Kegiatan yang diikuti sebanyak 55 peserta ini di inisiasi oleh Paguyuban Wilwatikta bekerjasama dengan Paguyuban Permadani dan disupport penuh oleh Pemkab Lamongan dalam rangka memeriahkan Hari Jadi Lamongan Ke-455.
Bupati Lamongan Yuhronur Efendi merasa senang dan bangga dapat membuka acara lomba nembang macapat dalam rangka memeriahkan Hari Jadi Lamongan Ke-455. Ini merupakan kegiatan pelestarian budaya yang positif
“Saya merasa merasa senang dan bangga dapat membuka acara lomba nembang macapat dalam rangka memeriahkan Hari Jadi Lamongan Ke-455. Ini merupakan kegiatan pelestarian budaya yang positif,” ujar Bupati Yuhronur
Untuk itu, Bupati Lamongan Yuhronur Efendi berharap kegiatan pelestarian budaya seperti ini dapat diagendakan setiap tahunnya.
lanjutnya, alasan diadakan lomba mocopat ini terus dilestarikan, tentu kita melihat dan merasakan sendiri peradaban ini terus berubah, kecanggihan teknologi informasi bisa merubah kegiatan kita setiap harinya.

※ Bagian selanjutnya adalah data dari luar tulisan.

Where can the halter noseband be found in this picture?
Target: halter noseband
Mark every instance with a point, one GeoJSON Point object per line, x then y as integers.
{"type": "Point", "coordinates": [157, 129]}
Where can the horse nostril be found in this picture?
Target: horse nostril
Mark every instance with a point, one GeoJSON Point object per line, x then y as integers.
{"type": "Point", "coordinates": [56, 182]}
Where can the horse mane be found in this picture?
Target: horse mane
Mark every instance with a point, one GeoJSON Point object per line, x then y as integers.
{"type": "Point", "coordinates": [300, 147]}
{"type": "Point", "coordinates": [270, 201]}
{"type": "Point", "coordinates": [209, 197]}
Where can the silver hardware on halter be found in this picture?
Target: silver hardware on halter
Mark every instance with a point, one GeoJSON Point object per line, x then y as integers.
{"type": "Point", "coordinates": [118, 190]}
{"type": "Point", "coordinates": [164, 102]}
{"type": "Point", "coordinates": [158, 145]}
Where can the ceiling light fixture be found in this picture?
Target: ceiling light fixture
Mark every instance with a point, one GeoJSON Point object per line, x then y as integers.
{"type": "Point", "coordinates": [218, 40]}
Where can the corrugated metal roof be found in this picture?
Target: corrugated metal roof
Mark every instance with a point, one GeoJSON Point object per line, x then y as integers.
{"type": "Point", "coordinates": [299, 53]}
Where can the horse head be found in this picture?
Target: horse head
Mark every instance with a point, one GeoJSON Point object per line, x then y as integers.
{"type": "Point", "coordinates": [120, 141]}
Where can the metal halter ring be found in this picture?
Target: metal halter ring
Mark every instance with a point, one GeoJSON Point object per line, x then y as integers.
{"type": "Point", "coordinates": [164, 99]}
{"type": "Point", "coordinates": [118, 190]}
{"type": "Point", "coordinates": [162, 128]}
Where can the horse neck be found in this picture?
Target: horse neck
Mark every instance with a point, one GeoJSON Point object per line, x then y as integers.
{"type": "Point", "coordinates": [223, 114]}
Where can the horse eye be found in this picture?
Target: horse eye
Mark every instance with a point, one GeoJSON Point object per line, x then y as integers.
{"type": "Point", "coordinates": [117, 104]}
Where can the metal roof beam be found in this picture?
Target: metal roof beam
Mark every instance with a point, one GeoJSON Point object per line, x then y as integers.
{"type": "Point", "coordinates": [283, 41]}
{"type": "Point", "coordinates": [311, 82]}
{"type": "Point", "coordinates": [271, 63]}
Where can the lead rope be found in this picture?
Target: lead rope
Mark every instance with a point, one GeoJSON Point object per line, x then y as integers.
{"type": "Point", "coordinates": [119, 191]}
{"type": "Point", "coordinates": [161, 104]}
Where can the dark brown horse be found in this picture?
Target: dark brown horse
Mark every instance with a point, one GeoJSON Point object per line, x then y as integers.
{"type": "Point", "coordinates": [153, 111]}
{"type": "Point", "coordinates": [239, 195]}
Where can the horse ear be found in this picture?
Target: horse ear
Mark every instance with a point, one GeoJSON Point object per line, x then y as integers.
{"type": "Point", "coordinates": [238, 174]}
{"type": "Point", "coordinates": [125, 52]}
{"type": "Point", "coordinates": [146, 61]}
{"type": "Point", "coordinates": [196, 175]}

“Sehingga jika berbagai perubahan itu tidak kita sikapi dengan terus melestarikan budaya, peradaban peninggalan nenek moyang kita pasti akan terlupakan pada jati diri kita bahwa kita ini mempunyai budaya adiluhur yang luar biasa, kita akan melupakan beragam adat budaya Indonesia,” ujar Bupati kelahiran Kecamatan Karanggeneng ini
Panitia Paguyuban Wilwatikta Kabupaten Lamongan Kiyatarta menyampaikan bahwa diselenggarakannya lomba nembang macapat untuk umum merebutkan piala Bupati Lamongan ini sebagai bentuk pelestarian budaya jawa agar tetap berkembang di tengah masyarakat.
“Meski hanya diumumkan lewat sosial media dan banner-banner, banyak sekali yang mengikuti lomba ini. Ini menunjukan minat melestarikan budaya jawa di kalangan warga Lamongan masih tinggi,” ujar Kiyatarta
Bekerjasama dengan Paguyuban Permadani Kabupaten Lamongan dan mendapat support penuh dari Pemkab Lamongan, lomba macapat ini diikuti sebanyak 55 peserta dari penjuru Kabupaten Lamongan.
Macapat sendiri merupakan tembang atau puisi tradisional Jawa, dimana setiap bait macapat mempunyai baris kalimat yang disebut gatra, dan setiap gatra mempunyai sejumlah suku kata tertentu, dan berakhir pada bunyi sajak akhir yang disebut guru lagu.